The district court did not err in sua sponte striking prospective juror Altonin, nor did it err by informing the jurors that they are required to follow the law as it instructs. The district court did not err in refusing to grant the defendant's request for a two-point reduction in his base offense level for acceptance of responsibility, nor did it deny the defendant his right of allocution..
AFFIRMED.
Entered for the Court
Sam A. Crow
District Judge
*.This order and judgment is not binding precedent, except under the doctrines of law of the case, res judicata, and collateral estoppel. The court generally disfavors the citations of orders and judgments; nevertheless, an order and judgment may be cited under the terms and conditions of 10th Cir. R. 36.3.
**.The Honorable Sam A. Crow, Senior United States District Judge for the District of Kansas, sitting by designation.
1. At trial, the government introduced evidence of controlled buys from the defendant.

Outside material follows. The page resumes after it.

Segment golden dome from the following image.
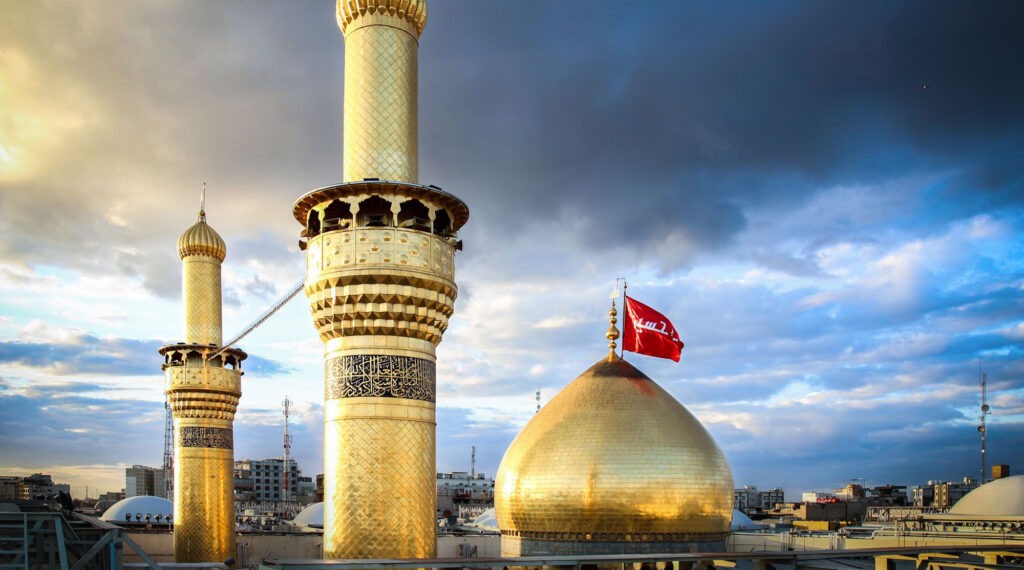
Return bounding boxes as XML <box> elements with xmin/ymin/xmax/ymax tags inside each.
<box><xmin>338</xmin><ymin>0</ymin><xmax>427</xmax><ymax>35</ymax></box>
<box><xmin>178</xmin><ymin>210</ymin><xmax>227</xmax><ymax>261</ymax></box>
<box><xmin>495</xmin><ymin>355</ymin><xmax>732</xmax><ymax>556</ymax></box>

The telephone conversations arranging the controlled buys from James were tape recorded. Law enforcement officers took photographs of James as he sold crack cocaine to a cooperating witness. The cooperating witness who actually purchased the crack cocaine from James testified at trial. In this appeal, the defendant does not challenge the sufficiency of the evidence.
2. See United States v. Singleton, 144 F.3d 1343 (10th Cir. 1998) (prosecuting attorney violated 18 U.S.C. § 201(c)(2) when he offered leniency to a co-defendant in exchange for truthful testimony), vacated pending rehearing en banc, 144 F.3d 1361 (10th Cir. 1998), on rehearing en banc, United States v. Singleton, 165 F.3d 1297, 1298 (10th Cir. 1999) ("We now hold 18 U.S.C. § 201(c)(2) does not apply to the United States or an Assistant United States Attorney functioning within the official scope of the office."), cert. denied, --- U.S. ----, 119 S. Ct. 2371 (1999).